Skipping to the more practical part, let's now train an AdaBoost ensemble classifier via scikit-learn. We will use the same Wine subset that we used in the previous section to train the bagging meta-classifier. Via the base_estimator attribute, we will train the AdaBoostClassifier on 500 decision tree stumps:


In [47]:
from sklearn.ensemble import AdaBoostClassifier

tree = DecisionTreeClassifier(criterion='entropy', 
                              max_depth=1)

ada = AdaBoostClassifier(base_estimator=tree,
                         n_estimators=500, 
                         learning_rate=0.1,
                         random_state=0)

In [48]:
tree = tree.fit(X_train, y_train)
y_train_pred = tree.predict(X_train)
y_test_pred = tree.predict(X_test)

tree_train = accuracy_score(y_train, y_train_pred)
tree_test = accuracy_score(y_test, y_test_pred)
print('Decision tree train/test accuracies %.3f/%.3f'
      % (tree_train, tree_test))


Decision tree train/test accuracies 0.770/0.756

As we can see, the decision tree stump seems to overfit the training data in contrast with the unpruned decision tree that we saw in the previous section.


In [49]:
ada = ada.fit(X_train, y_train)
y_train_pred = ada.predict(X_train)
y_test_pred = ada.predict(X_test)

ada_train = accuracy_score(y_train, y_train_pred) 
ada_test = accuracy_score(y_test, y_test_pred) 
print('AdaBoost train/test accuracies %.3f/%.3f'
      % (ada_train, ada_test))


AdaBoost train/test accuracies 0.961/0.790

As we can see, the AdaBoost model predicts all class labels of the training set correctly and also shows a slightly improved test set performance compared to the decision tree stump. However, we also see that we introduced additional variance by our attempt to reduce the model bias.

Although we used another simple example for demonstration purposes, we can see that the performance of the AdaBoost classifier is slightly improved compared to the decision stump and achieved very similar accuracy scores to the bagging classifier that we trained in the previous section. However, we should note that it is considered as bad practice to select a model based on the repeated usage of the test set. The estimate of the generalization performance may be too optimistic.

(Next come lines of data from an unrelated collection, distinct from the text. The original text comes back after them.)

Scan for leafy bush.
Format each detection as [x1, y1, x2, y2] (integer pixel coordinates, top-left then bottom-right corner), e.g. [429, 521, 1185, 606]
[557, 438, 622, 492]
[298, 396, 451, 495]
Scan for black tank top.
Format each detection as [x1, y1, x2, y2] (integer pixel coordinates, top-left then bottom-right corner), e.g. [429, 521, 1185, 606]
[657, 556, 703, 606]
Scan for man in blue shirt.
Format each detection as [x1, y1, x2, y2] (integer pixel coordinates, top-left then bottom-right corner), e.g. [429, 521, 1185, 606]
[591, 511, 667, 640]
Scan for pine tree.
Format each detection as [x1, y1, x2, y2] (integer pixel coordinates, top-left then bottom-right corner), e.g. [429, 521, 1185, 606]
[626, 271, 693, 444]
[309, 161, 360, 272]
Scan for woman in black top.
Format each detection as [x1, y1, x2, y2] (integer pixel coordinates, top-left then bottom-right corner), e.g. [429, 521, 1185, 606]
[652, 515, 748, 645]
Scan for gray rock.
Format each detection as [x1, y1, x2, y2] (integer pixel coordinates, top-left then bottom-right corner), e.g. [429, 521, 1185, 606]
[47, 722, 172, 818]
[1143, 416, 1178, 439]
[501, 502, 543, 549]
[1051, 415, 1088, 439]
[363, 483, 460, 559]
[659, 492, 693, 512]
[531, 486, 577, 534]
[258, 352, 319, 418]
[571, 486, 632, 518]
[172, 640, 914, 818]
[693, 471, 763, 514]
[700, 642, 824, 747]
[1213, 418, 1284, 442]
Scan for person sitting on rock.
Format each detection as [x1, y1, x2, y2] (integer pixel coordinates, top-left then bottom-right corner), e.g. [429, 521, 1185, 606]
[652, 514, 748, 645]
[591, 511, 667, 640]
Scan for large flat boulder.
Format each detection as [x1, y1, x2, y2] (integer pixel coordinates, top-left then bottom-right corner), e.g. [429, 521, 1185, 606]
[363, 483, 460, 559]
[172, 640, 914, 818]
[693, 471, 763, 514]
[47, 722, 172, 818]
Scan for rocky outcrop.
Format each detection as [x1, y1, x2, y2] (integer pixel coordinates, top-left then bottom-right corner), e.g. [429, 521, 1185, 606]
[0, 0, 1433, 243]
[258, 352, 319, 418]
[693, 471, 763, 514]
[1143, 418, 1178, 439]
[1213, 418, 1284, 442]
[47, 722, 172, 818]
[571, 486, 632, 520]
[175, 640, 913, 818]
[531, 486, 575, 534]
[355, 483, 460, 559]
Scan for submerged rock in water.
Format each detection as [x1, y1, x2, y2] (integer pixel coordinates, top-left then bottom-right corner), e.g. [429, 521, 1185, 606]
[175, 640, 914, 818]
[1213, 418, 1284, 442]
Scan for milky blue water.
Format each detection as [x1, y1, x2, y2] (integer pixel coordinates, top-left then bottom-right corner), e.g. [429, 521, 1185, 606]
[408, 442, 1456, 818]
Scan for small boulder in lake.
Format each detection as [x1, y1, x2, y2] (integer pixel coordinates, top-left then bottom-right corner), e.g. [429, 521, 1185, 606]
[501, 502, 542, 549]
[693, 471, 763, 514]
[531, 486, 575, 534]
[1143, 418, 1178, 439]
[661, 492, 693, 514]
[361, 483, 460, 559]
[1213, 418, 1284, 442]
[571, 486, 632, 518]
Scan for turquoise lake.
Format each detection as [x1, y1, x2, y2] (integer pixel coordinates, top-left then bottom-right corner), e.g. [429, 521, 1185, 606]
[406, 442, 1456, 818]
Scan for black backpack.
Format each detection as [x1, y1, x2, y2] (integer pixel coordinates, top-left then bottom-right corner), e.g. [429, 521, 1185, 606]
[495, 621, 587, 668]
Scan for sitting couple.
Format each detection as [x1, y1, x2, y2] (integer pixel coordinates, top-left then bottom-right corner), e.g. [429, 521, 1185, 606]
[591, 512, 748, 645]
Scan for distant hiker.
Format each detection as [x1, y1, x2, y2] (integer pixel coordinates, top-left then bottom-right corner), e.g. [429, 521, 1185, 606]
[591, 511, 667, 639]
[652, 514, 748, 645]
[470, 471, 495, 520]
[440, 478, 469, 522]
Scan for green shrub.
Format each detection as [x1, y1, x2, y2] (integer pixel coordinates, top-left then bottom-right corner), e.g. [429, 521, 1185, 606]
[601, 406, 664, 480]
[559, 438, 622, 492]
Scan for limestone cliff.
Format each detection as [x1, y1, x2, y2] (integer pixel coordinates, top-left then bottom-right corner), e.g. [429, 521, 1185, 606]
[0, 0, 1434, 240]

As concluding remarks about ensemble techniques, it is worth noting that ensemble learning increases the computational complexity compared to individual classifiers. In practice, we need to think carefully whether we want to pay the price of increased computational costs for an often relatively modest improvement of predictive performance.


Summary

In this chapter, we looked at some of the most popular and widely used techniques for ensemble learning. Ensemble methods combine different classification models to cancel out their individual weakness, which often results in stable and well-performing models that are very attractive for industrial applications as well as machine learning competitions.

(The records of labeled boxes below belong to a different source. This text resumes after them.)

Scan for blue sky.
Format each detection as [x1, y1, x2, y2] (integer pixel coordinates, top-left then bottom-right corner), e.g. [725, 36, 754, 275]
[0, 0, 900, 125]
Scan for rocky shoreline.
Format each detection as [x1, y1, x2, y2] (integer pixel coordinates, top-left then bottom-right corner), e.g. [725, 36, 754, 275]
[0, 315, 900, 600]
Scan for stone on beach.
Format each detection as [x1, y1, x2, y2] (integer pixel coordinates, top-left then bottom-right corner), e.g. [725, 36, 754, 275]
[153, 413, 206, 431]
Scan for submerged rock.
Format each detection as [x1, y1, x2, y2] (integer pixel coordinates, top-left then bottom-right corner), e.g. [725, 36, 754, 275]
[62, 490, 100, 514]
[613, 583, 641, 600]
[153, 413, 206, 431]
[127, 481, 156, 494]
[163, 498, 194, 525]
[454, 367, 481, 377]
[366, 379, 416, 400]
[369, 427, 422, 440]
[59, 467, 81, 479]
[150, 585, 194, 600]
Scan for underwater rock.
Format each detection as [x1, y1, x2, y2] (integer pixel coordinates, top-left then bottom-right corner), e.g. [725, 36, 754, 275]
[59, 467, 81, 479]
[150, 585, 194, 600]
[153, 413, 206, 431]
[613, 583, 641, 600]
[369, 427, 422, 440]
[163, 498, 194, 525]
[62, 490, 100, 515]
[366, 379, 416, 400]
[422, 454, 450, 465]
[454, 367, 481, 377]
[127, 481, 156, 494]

In the beginning of this chapter, we implemented a MajorityVoteClassifier in Python that allows us to combine different algorithm for classification. We then looked at bagging, a useful technique to reduce the variance of a model by drawing random bootstrap samples from the training set and combining the individually trained classifiers via majority vote. Then we discussed AdaBoost, which is an algorithm that is based on weak learners that subsequently learn from mistakes.